For computing tracklet confidence, we estimate new location of existing track using Kalman filter. These predictions are adopted to handle detection failures caused by occlusion in crowded scenes and various visual properties of objects. Hence, tracklet confidence is designed to measure the accuracy of the filter using temporal information.
Lastly, the authors adopt deeply learned appearance representation to improve the identification ability of the tracker. A deep neural network with convolutional backbone from GoogLeNet followed by part-aligned fully connected layers extracts feature vectors from RGB images.
Tracks are hierarchically associated with different candidates of different features by first using appearance representation, and then based on IOUs, and finally new tracks are initialized for remaining detection results. This enables to avoid tracking other unwanted objects and backgrounds. For the hierarchical data association, we only need to extract ReID features for candidates from detections once per frame.
Proposed method is much more time efficient by sharing computations on the entire image. Also, when evaluated on the same MOT16 dataset, proposed method achieves state-of-the-arts performance while being 5-20 times faster than most existing methods.

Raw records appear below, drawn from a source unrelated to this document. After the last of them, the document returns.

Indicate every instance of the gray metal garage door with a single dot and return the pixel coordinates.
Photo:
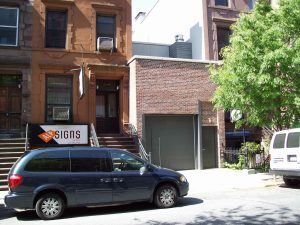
(170, 138)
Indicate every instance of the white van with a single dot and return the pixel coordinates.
(285, 155)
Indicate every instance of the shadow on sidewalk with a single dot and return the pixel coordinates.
(97, 211)
(6, 213)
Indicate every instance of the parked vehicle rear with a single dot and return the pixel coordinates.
(49, 180)
(285, 155)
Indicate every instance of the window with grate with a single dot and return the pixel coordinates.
(9, 22)
(106, 27)
(223, 35)
(58, 94)
(56, 29)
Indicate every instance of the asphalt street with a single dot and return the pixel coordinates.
(259, 202)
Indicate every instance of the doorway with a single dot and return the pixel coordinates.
(107, 107)
(209, 144)
(10, 104)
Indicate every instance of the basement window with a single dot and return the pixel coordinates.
(9, 25)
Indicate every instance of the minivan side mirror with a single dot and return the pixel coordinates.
(143, 170)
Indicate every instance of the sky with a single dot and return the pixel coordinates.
(141, 6)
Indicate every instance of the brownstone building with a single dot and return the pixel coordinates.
(81, 37)
(15, 66)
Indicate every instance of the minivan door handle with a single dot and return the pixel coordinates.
(105, 180)
(118, 180)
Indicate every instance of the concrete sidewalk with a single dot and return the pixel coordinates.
(221, 179)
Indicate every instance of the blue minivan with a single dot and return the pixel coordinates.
(51, 179)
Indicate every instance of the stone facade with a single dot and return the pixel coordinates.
(16, 60)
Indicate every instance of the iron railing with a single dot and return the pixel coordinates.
(131, 131)
(93, 138)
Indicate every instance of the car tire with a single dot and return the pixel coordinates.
(165, 196)
(50, 206)
(290, 182)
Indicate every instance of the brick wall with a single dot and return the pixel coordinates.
(172, 86)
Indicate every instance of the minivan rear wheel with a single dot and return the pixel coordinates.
(165, 196)
(50, 206)
(290, 182)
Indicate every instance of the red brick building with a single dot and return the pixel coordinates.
(170, 104)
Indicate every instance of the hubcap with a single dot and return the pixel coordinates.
(51, 207)
(167, 197)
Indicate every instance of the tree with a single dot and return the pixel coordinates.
(260, 73)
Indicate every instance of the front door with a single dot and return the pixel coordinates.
(209, 138)
(107, 106)
(10, 105)
(129, 184)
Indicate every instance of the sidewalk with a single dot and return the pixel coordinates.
(221, 179)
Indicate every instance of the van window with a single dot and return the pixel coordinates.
(293, 140)
(90, 161)
(52, 161)
(125, 162)
(279, 141)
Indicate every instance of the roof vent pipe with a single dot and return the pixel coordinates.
(179, 38)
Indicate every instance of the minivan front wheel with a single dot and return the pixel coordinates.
(165, 196)
(50, 206)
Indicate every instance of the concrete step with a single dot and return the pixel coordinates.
(3, 182)
(9, 159)
(3, 188)
(12, 148)
(12, 140)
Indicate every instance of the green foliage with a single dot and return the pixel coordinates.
(260, 74)
(251, 148)
(237, 166)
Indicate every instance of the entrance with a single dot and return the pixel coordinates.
(107, 107)
(10, 104)
(209, 144)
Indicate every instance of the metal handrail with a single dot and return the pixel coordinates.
(26, 138)
(94, 138)
(133, 132)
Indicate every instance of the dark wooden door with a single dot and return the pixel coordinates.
(10, 109)
(209, 138)
(107, 112)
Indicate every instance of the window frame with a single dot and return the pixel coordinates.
(226, 4)
(59, 105)
(114, 169)
(114, 28)
(16, 27)
(65, 11)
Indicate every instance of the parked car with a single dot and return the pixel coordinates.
(285, 155)
(49, 180)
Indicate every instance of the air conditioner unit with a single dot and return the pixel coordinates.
(105, 43)
(61, 113)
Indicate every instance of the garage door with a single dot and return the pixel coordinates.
(171, 140)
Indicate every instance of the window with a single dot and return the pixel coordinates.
(106, 27)
(58, 94)
(293, 140)
(221, 2)
(125, 162)
(56, 29)
(54, 161)
(279, 141)
(223, 35)
(9, 21)
(90, 161)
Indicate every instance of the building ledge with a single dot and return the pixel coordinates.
(136, 57)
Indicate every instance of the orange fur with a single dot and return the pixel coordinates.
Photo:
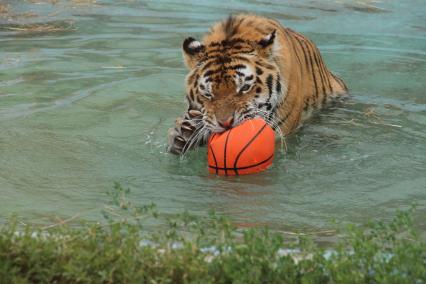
(249, 66)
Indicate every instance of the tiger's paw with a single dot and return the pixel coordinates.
(181, 133)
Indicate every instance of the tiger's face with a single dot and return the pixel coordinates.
(232, 80)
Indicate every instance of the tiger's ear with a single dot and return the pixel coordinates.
(192, 50)
(267, 44)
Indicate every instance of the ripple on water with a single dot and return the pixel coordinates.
(87, 93)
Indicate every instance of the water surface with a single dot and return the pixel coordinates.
(87, 99)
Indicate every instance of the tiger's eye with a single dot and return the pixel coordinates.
(245, 88)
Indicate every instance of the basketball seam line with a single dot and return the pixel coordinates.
(242, 168)
(224, 151)
(215, 161)
(245, 147)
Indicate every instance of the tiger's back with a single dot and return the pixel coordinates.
(249, 66)
(308, 84)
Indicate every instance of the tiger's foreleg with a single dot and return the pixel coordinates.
(179, 140)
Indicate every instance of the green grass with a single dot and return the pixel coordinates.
(204, 250)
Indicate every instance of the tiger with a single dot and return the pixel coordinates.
(250, 66)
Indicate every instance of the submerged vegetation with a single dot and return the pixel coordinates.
(204, 250)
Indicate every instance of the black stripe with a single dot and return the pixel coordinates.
(242, 168)
(246, 146)
(224, 151)
(269, 83)
(278, 86)
(324, 91)
(292, 45)
(314, 77)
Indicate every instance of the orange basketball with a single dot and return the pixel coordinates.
(245, 149)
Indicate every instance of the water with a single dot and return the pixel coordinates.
(82, 108)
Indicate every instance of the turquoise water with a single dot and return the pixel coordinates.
(91, 104)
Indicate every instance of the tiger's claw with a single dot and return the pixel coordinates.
(181, 133)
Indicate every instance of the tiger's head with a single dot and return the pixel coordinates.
(233, 75)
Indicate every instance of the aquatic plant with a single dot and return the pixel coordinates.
(185, 248)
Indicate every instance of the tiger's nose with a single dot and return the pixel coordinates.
(227, 123)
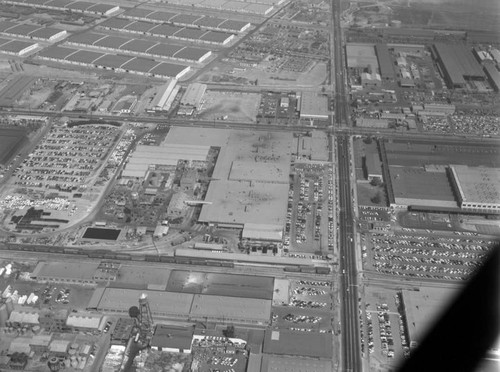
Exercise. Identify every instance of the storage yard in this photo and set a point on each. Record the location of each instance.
(42, 183)
(117, 63)
(205, 22)
(170, 32)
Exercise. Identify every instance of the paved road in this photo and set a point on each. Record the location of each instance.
(351, 353)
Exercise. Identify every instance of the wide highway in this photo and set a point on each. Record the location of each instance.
(351, 353)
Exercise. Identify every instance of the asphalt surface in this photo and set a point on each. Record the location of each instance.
(351, 353)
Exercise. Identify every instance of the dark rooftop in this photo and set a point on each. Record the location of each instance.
(185, 19)
(161, 16)
(140, 26)
(172, 337)
(191, 53)
(190, 33)
(285, 342)
(112, 60)
(56, 52)
(216, 36)
(168, 69)
(116, 23)
(140, 64)
(87, 38)
(84, 56)
(165, 30)
(166, 50)
(111, 42)
(136, 45)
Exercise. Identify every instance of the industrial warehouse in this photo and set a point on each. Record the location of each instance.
(457, 64)
(206, 22)
(69, 5)
(117, 63)
(260, 7)
(168, 31)
(17, 47)
(30, 31)
(140, 47)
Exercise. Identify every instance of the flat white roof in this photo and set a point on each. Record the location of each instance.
(84, 320)
(478, 184)
(245, 202)
(261, 231)
(161, 303)
(236, 308)
(66, 270)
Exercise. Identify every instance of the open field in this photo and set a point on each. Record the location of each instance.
(315, 75)
(231, 106)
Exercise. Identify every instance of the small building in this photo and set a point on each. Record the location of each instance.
(476, 188)
(374, 167)
(160, 231)
(284, 102)
(84, 321)
(20, 345)
(372, 80)
(212, 247)
(313, 106)
(18, 361)
(25, 317)
(253, 232)
(40, 343)
(177, 205)
(53, 320)
(172, 339)
(189, 179)
(193, 95)
(107, 271)
(59, 347)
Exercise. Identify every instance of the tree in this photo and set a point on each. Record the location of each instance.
(376, 199)
(229, 331)
(376, 181)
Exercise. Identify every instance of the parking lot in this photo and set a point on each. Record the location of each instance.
(383, 337)
(308, 310)
(310, 224)
(418, 255)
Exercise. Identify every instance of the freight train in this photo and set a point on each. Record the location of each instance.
(110, 255)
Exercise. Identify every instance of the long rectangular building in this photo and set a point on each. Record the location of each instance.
(477, 188)
(313, 106)
(174, 31)
(385, 63)
(116, 63)
(457, 64)
(140, 47)
(493, 75)
(205, 22)
(146, 156)
(181, 306)
(69, 5)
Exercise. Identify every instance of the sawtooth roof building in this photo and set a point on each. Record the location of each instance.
(457, 64)
(477, 188)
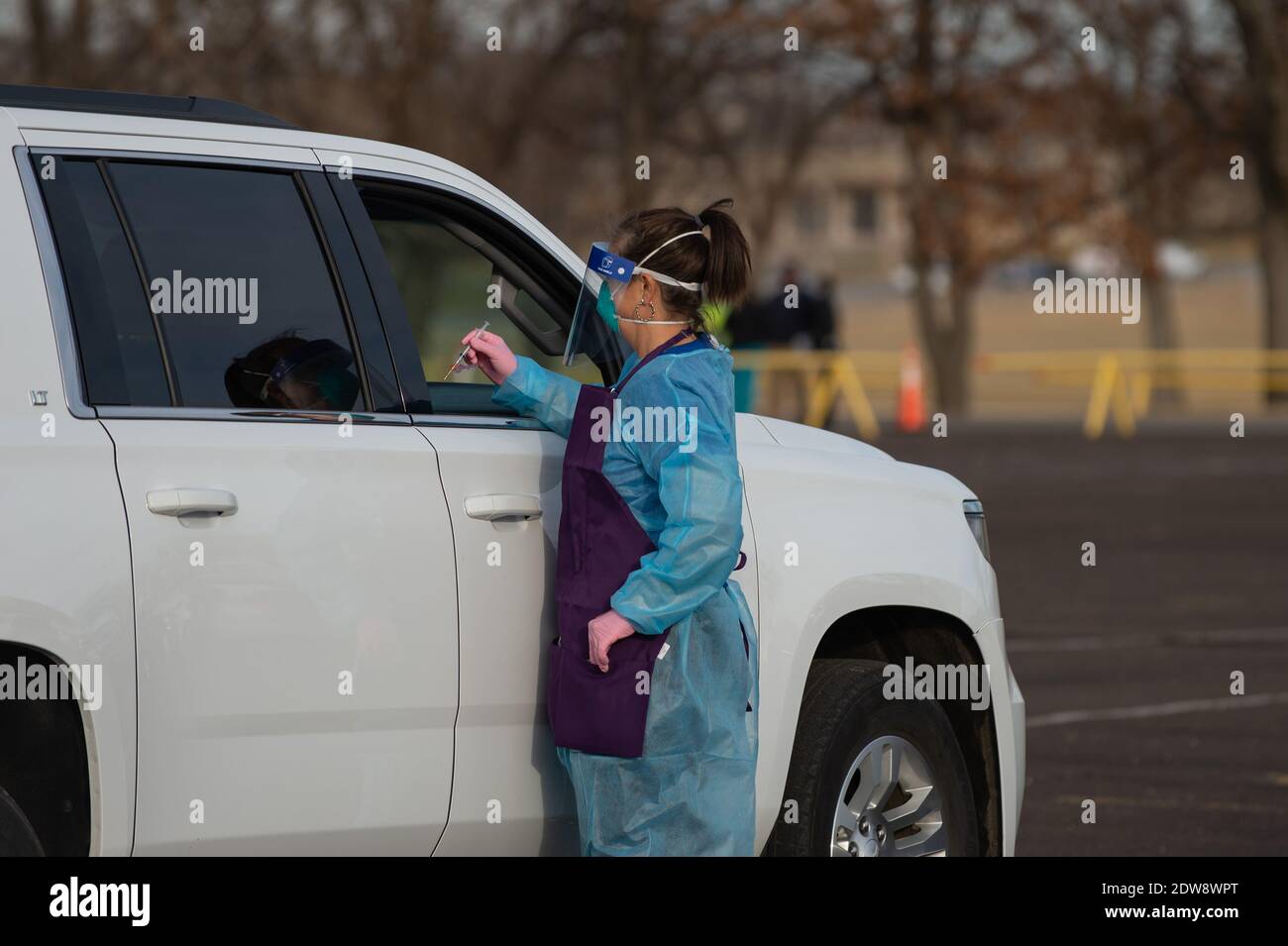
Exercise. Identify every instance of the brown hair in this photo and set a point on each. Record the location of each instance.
(722, 262)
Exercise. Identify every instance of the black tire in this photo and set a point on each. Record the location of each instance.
(842, 712)
(17, 837)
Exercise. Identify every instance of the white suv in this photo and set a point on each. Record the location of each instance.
(307, 591)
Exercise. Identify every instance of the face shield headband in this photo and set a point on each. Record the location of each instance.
(596, 304)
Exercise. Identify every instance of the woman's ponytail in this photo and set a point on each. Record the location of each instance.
(720, 258)
(729, 263)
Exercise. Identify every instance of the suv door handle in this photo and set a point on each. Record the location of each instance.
(490, 507)
(181, 502)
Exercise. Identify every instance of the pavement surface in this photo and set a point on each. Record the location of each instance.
(1126, 667)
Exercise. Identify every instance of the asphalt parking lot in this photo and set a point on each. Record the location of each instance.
(1126, 666)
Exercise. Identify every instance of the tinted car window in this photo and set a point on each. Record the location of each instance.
(115, 334)
(449, 287)
(240, 286)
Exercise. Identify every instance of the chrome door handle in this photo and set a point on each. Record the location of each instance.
(492, 507)
(183, 502)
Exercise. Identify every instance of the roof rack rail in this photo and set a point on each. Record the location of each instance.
(189, 107)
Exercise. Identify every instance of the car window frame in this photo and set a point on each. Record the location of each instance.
(333, 245)
(344, 180)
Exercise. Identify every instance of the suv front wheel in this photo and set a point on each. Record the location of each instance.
(870, 777)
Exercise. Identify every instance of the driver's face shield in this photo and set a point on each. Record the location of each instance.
(593, 318)
(313, 377)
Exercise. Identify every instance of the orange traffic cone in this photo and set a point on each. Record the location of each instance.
(911, 412)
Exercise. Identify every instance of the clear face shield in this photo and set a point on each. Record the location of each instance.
(593, 321)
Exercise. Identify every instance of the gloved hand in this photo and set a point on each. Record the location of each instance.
(489, 353)
(605, 631)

Paper 2: Multi-view People Tracking via Hierarchical Trajectory Composition
Different cues, like appearance and location, have been studied for cross-camera data association at that time (2016). However, the author notices that existing approaches usually rely on the effectiveness of particular cues, which is an over-strong assumption. As shown in the case below, the validity of different cues varies at different time and places.
The proposed method learns an optimal strategy for utilizing multiple cues. Specifically, it’s a hierarchical composition model with 3 composition criteria: appearance coherence, geometry proximity, and motion consistency. In the mode, graph nodes are tracklets, which refer to a sequence of states (appearance feature, location, timestamp, visibility). The composition of nodes will grow tracklets and finally form a complete trajectory, and the criterion will measure likelihood of such composition.
At inference time, the model will do an iterative greedy construction which reduces computational cost: First, enumerate to find two tracklets with max probability to be merged into a new one. Then re-estimate states for the new node. This process will repeat until max composition probability goes under a threshold, and each subtree connected to the root should be an object trajectory.
Paper 3: Multi-view Detection with Feature Perspective Transformation
What Paper 1 and Paper 2 have in common is that they are based on object detection at each camera view and seek to aggregate information across cameras later. The downside of this kind of method is the detection accuracy will suffer from severe occlusion. Recent methods like Paper 3 are based on a different idea. The authors propose an end-to-end model for direct multi-view detection and produce results as an occupancy map in the top-down view.
This kind of methods inspire us to build a tracker based on a multi-view detector. So a detailed description of a similar model can be found in our method page. This early cross-camera association strategy gives us a solid detection result (~97% recall and ~99% precision) on the MMPTRACK dataset.
Baseline Results
We trained multi-view detector (MVDet, MVDeTr) on MMPTrack dataset for 10 epochs on a single NVIDIA GeForce GTX 1070. We used SORT algorithms as our baseline tracking algorithm. Tracked bounding boxes are projected from world grid to each camera views by setting a fixed z coordinate of 1.6m which translates to bounding box height.